Build a website. I like Meetup.com because it's free for small groups and inexpensive as you grow (~$75/year). You can host your own SharePoint site but be aware this is a significant committment that introduces risks that a volunteer-run UG doesn't always have the resources to support. Meetup.com takes that whole headache away and lets your planners focus on planning (find ours at http://www.tspug.com).

At your first meeting (or every meeting) ask people what they want to learn about. I write the ideas on a board or flip chart and then run through the list a second time to vote on topics. For the top 3 to 5, ask if anyone there would would like to present. You can often plan 2-3 meetings at a time like this. The point is to involve people and asking them what they want their group to be is a good step towards being able to ask them to contribute.

A box of reusable name tags goes a long way. 

After your first meeting register the group with MSTC: https://www.technicalcommunity.com/

A user group exists for the community of its members, not its sponsors. While all UGs rely on sponsors for facilities, speakers, giveaway items, catering and other perks, you will build a stronger community with a policy of inclusion rather than exclusion. If you ever have to ask or answer who is "allowed" to be a sponsor or speaker know that you walking a slippery slope. Diversity strengthens.

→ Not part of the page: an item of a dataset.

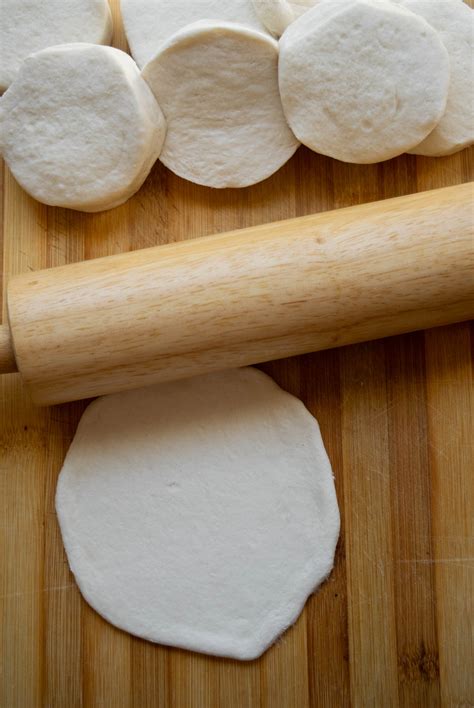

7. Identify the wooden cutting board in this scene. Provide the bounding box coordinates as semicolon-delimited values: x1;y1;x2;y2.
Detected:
1;3;473;707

If you have a website that collects registrations or if you collect business cards for raffles at meetings then have a privacy policy. Here's an example: http://files.meetup.com/1679846/Privacy%20Policy%202010-12-13.docx

Your own members are your best speakers. Develop them. A night of 10-minute talks is a great way to encourage new speakers to share their stories.

At TSPUG we start meetings by having new people introduce themselves and doing a general Q&A. People are often there to find answers, and if you can supply them right away they can sit back and relax for the rest of the night. User groups started as gatherings to talk about work. While those are officially "SharePints" now, always set aside time for people to chat and get to know each other.

Let your local Microsoft office know you exist and ask for their support. Get your group announced in their regular missives to partners and customers (e.g. MSDN Flash), ask for giveaways, ask them to present. 

As you grow, delegate. Different people can confirm the facility a few days ahead, coordinate speakers, check the registration count for catering, answer queries on the website, act as emcee, and tabulate evals.

Speaking of evaluations - use them to get feedback about what people want to see, and get comments and scores to your speakers so they can improve. To encourage people to fill them out, use evals to raffle off the prizes you've collected from sponsors.

Sit back and enjoy your new user group!

What did I miss? Do you have a story to share? Comment!